I do not restrict my presentation of my constituency at the chambers. Most times I am in town, going to ministries, departments and agencies, speaking the language my colleagues permanent secretaries will understand better and that is how the magic, all those magic you are seeing, that is how it is happening.
I go out and I embark on diplomatic shuttle most times, I meet the authorities, I prefer giving jobs to unemployed youths of IIdeato South and Ideato North to giving them money to share because it is better to teach people how to fish than giving them fish since you will not be there at all times to give them fish when they need to eat fish, so it is better you teach them how to fish and that is what I am doing.
And I have given employment to so many of them, a lot of them. I don’t think there is ward, you have 27 wards in Ideato federal constituency, I don’t think there is any ward I have not given appointment up to three or four. So I have really touched the lives of my people and that I must continue to do because it is a promise I made and it is a promise I am bound to fulfill.
Q: In recent times there has been the issue of insecurity and all in Imo state; what have you been doing to educate your constituents on how to stay indoors or to work without being a hoodlum, that is one. Then two, what is the special message that you have for your constituents now that you have done all these things?
A: Insecurity was at its highest level in Imo state for the first time since I was born in that state. What we experienced in Imo state between the months of April to June, honestly it was quite unprecedented and it is something…
Q: What does this committee entails and what you have achieved so far?
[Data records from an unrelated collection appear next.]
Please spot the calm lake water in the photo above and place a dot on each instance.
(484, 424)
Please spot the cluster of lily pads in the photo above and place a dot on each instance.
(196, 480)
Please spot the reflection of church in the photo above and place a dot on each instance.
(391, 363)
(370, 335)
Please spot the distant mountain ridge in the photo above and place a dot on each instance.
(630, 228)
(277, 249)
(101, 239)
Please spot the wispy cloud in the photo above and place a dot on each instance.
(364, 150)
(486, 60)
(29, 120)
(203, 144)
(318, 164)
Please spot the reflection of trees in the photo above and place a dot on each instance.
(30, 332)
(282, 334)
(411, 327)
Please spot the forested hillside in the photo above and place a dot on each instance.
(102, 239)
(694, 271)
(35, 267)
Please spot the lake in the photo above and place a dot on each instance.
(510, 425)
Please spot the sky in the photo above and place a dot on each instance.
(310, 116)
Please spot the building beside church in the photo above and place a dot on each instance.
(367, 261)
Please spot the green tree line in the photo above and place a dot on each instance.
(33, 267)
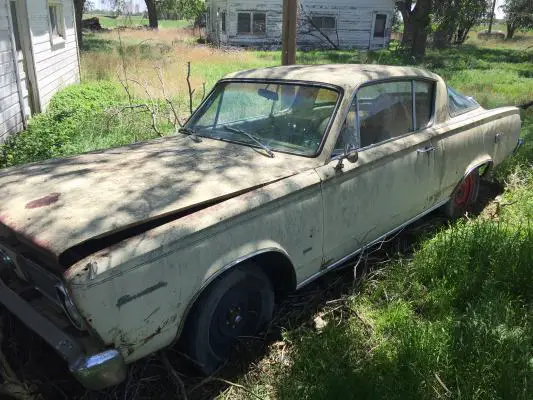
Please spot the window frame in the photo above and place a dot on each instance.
(60, 38)
(384, 25)
(13, 14)
(322, 16)
(462, 111)
(412, 79)
(334, 115)
(251, 16)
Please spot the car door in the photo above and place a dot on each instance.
(393, 179)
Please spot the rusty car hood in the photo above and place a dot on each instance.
(61, 203)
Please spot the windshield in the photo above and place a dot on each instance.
(290, 118)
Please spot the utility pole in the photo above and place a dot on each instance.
(288, 55)
(492, 16)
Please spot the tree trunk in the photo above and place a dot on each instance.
(78, 10)
(152, 14)
(510, 30)
(421, 21)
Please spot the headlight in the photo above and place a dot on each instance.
(70, 308)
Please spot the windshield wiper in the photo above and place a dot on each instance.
(190, 132)
(251, 137)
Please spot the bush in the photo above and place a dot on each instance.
(51, 134)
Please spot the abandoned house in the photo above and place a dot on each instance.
(38, 56)
(335, 24)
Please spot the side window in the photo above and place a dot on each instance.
(348, 135)
(424, 101)
(244, 23)
(223, 18)
(459, 103)
(385, 111)
(380, 25)
(251, 23)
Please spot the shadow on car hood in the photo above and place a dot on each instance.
(61, 203)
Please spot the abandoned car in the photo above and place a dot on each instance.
(281, 175)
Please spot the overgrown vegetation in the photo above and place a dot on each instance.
(452, 320)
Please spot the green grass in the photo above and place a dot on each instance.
(454, 320)
(131, 21)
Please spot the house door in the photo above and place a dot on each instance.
(378, 33)
(21, 67)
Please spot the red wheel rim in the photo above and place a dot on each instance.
(464, 192)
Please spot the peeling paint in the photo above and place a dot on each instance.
(44, 201)
(129, 298)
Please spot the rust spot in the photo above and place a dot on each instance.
(44, 201)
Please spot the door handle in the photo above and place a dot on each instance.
(426, 149)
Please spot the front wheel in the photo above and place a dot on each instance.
(464, 196)
(239, 304)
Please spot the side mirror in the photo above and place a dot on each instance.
(350, 153)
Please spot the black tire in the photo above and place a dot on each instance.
(239, 304)
(463, 196)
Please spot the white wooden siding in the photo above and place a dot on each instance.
(10, 111)
(355, 21)
(56, 65)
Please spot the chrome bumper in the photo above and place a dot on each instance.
(95, 371)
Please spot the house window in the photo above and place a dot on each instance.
(57, 25)
(251, 23)
(14, 20)
(385, 111)
(379, 25)
(223, 17)
(324, 22)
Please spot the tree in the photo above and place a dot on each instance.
(79, 6)
(518, 16)
(151, 7)
(416, 25)
(454, 20)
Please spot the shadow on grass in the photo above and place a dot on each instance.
(94, 42)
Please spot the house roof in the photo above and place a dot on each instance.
(346, 76)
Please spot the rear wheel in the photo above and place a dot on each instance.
(464, 196)
(239, 304)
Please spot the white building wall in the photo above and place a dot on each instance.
(10, 106)
(56, 62)
(355, 22)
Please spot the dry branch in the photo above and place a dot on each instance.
(175, 376)
(11, 387)
(191, 90)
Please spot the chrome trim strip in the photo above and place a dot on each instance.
(413, 102)
(353, 254)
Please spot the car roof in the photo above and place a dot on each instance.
(346, 76)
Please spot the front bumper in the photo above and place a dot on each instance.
(96, 371)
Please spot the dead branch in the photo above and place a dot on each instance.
(152, 108)
(11, 387)
(176, 121)
(191, 90)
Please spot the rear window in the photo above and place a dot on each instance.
(459, 103)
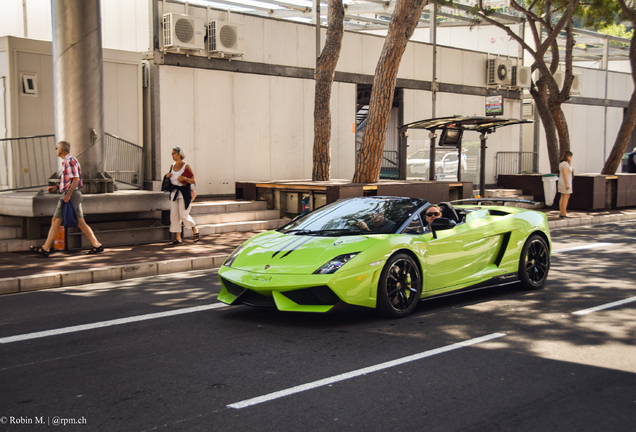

A: I said it is house committee on health institutions, by health institutions we mean all the federal government owned health institutions, that are funded by the Federal Government of Nigeria like all the teaching hospitals we have in Nigeria, all the federal university teaching hospitals, all the federal medical centres, all the neuro-psychiatric hospitals owned by the Federal Government, like we have national hospital in Abuja here, it is under the committee, all the national orthopedic hospitals, we call them specialist hospitals, national eye centre, national ear centre, those are the specialists hospitals we are talking about. We have about 89 of them in total in the country, they are all under this committee on health institutions for oversight activities.
As a legislator we have three cardinal responsibilities. The first one is law making, the second one is representation and the third one is oversight activities.
So by oversight activities we visit these institutions to ascertain firsthand what their challenges are because most of them are too far from the federal ministry of health or the federal government.
It is only when we pay such occasional visits that we interface with the operators of those institutions and examine their activities, interrogate them and then know what their challenges are.
In that same manner we also help to find out how they utilize the little resources allocated to them by the federal government of Nigeria because the federal ministry of health cannot sit down there to know what is happening at Nnamdi Azikiwe University Teaching Hospital in far away Nnewi or University Teaching Hospital in Calabar.
When we visit those places, we look at their budgetary provisions, both the capital, the overhead, the recurrent and then know how those budgetary provisions are utilized whether there is due process in the utilization of those funds or whether those funds after allocation to them they go down the drains and end up in private pockets and things like that.
We also look at their manpower and know whether they have adequate manpower to cater for the health needs of the citizenry; so those are the things we do.